The following is excerpted from a sermon preached yesterday by the Rev. Albert Scariato at St. John’s Episcopal Church in Georgetown:

Anyone who has been even a casual “churchgoer” has probably heard the story of Jesus’ miraculous feeding of 5,000 people.

I remember the first time, as a Christian, I heard a sermon preached on this topic. I sat down prepared to hear an explanation of this wonderful miracle. Well, the preacher proceeded to explain that when the people saw that Jesus and his apostles were willing to share the little that they had, they felt guilty about holding back the food that they had brought with them, and so began to share their food with others. So there developed a super-abundance of food. There you have it. The story explained. Note how God was simply crossed out of the equation.

Now I don’t know about you, but I really doubt that Matthew, Mark, Luke and John would have wasted so much time on a story about collective “Jewish/Christian guilt.” Why is this story so important that it gets six mentions in the New Testament? It seems that there must be other reasons why this story was preserved in our tradition.

First, Jesus said to the apostles, “Come to a deserted place by yourselves and rest.” Even Jesus and the 12 needed rest and relaxation. That is a point worth remembering in a society filled with cell phones, instant messaging, BlackBerrys, you name it.

Second, when the people saw that Jesus and the 12 were leaving, they started after them. Why? Because they were hungry. Not for food at this point. They were hungry for what Jesus was giving them. He was giving them something their own compatriots could not offer. Jesus was healing them inside and out. He was telling them that God was pleased not by slaughtering animals on an altar, but by altered lives. Lives that were directed toward God and toward other people’s needs.

Third, Jesus had compassion on them because they were like sheep without a shepherd. When we hear the word “compassion” nowadays, we think of a “warm, fuzzy” feeling. The word that the New Testament uses for compassion is the same one that is used to name the nerve that innervates our gut. Compassion is a gut-wrenching response to the needs or hurts of another. It means that if we see someone hurting, we cannot walk by that person without hurting deep inside of ourselves.
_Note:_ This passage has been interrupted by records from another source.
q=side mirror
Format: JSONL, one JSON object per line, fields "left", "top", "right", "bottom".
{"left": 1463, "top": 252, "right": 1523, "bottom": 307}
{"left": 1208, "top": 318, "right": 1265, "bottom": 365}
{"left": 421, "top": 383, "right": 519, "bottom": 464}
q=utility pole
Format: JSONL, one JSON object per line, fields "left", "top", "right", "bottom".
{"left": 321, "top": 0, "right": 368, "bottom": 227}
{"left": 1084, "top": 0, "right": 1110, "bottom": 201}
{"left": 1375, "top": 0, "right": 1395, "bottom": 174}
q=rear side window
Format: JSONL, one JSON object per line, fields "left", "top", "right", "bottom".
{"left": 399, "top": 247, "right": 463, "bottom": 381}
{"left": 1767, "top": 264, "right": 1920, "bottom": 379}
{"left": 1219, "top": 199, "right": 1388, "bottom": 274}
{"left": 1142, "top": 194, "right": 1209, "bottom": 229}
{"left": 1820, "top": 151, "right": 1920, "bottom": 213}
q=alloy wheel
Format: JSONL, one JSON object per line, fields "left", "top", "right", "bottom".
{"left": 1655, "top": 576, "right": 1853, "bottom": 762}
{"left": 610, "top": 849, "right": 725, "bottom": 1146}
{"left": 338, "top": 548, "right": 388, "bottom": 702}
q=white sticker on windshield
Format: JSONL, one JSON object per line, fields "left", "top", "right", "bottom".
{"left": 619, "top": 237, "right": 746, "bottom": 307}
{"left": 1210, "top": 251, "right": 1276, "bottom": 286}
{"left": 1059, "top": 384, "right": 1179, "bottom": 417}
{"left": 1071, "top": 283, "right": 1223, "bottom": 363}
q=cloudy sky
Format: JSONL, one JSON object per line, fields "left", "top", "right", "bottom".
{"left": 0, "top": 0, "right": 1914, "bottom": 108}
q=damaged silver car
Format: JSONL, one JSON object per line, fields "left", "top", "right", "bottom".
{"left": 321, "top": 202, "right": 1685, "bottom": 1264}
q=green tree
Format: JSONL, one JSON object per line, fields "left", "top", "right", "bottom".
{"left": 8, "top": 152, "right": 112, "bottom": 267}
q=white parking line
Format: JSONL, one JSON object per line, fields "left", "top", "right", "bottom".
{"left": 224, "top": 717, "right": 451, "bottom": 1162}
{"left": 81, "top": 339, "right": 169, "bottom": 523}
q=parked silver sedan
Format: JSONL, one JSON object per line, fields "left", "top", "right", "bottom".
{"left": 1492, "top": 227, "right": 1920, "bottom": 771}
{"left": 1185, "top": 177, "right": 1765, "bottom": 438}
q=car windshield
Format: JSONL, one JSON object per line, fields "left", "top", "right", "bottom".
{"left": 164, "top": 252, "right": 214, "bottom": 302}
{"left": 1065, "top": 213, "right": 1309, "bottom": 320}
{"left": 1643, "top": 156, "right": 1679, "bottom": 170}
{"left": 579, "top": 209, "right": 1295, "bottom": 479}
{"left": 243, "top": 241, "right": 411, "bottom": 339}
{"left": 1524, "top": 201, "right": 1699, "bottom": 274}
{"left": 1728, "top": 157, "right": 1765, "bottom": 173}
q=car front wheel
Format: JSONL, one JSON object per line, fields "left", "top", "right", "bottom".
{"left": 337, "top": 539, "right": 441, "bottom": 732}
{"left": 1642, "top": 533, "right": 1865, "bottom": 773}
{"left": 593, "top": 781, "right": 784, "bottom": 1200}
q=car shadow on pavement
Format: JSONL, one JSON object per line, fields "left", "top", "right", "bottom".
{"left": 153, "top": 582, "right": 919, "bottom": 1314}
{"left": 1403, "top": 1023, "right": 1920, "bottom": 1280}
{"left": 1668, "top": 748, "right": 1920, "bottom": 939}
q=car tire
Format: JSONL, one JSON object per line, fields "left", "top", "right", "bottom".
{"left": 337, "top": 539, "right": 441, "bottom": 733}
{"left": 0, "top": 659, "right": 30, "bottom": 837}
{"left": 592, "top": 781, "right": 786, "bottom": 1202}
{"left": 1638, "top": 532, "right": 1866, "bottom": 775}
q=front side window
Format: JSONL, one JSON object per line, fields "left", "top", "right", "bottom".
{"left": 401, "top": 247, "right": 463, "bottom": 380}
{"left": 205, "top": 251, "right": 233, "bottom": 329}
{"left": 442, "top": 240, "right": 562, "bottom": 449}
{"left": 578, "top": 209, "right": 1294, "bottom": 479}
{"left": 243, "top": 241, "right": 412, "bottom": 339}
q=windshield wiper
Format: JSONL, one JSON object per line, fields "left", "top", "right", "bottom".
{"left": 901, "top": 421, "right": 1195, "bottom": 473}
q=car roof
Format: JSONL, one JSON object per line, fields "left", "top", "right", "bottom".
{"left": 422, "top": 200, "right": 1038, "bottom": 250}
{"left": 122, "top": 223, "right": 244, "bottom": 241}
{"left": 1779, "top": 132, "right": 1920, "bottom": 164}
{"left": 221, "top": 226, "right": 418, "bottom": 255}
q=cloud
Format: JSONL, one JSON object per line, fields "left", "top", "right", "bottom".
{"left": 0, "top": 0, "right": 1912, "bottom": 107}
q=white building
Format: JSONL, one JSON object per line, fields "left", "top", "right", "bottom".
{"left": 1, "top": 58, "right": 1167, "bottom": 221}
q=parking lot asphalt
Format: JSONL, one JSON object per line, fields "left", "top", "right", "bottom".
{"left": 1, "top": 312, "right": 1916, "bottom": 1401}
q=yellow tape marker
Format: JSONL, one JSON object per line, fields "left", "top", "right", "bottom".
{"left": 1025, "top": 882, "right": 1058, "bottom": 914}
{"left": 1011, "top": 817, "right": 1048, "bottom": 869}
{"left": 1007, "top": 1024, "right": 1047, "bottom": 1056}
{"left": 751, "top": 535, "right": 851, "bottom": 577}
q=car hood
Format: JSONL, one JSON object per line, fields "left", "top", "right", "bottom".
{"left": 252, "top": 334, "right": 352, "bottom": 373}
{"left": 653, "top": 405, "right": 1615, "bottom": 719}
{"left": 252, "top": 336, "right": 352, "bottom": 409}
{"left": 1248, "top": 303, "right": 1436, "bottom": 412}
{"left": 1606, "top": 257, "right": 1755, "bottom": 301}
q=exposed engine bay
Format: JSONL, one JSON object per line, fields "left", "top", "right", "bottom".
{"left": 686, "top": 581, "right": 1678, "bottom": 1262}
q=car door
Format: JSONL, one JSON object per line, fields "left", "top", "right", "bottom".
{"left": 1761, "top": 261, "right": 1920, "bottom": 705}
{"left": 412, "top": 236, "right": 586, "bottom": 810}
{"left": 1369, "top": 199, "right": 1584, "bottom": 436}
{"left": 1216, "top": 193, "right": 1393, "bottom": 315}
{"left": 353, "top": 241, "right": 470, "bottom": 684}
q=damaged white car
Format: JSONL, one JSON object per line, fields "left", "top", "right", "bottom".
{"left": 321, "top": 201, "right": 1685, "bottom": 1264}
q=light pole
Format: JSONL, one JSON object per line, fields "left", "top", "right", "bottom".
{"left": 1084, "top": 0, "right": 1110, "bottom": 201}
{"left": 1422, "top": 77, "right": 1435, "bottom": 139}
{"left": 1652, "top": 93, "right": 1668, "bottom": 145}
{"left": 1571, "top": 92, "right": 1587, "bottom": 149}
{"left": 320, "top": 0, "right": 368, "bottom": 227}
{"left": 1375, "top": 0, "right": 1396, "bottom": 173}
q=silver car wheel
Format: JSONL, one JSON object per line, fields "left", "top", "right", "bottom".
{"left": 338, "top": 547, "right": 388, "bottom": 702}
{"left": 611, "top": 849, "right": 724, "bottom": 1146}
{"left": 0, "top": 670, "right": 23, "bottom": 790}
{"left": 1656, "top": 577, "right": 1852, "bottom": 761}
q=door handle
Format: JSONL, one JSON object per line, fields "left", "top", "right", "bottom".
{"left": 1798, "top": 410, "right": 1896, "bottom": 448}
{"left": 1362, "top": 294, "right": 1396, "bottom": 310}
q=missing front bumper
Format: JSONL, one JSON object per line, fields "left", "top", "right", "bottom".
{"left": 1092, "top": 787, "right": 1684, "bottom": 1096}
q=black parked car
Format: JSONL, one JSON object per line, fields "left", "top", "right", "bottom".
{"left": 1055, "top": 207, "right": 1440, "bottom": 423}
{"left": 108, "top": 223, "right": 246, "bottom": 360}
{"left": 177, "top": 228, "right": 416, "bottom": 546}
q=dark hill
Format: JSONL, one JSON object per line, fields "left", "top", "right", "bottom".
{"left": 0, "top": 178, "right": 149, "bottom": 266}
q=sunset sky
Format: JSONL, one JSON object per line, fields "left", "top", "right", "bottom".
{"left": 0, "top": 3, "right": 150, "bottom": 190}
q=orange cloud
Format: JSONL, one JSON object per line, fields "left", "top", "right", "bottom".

Fourth, when it became late, the apostles were filled with fear over what they would do with hungered masses surrounding them. Jesus was filled with faith. He told the apostles, “You give them something to eat.” He took a little, and then He looked to heaven. He asked God’s blessing. God was clearly in the equation here. Then something happened. I do not know what it was, you do not know and the apostles did not know. But over 5,000 people were fed.

But what does all of this mean to us today? We live in world with lots of hunger. But the world hungers for other things as well. In a world of Katyusha rockets, people hunger for peace. In a world filled with people seeking purpose, it hungers for what we know about God in Jesus Christ.

So here we are. We know what compassion should feel like. We leave this place to feel it and respond to it. Now you and I must listen to our Lord Jesus Christ. Just as he commanded the apostles, he is commanding us today, “You give them something to eat.” It’s that simple. Are we up to it?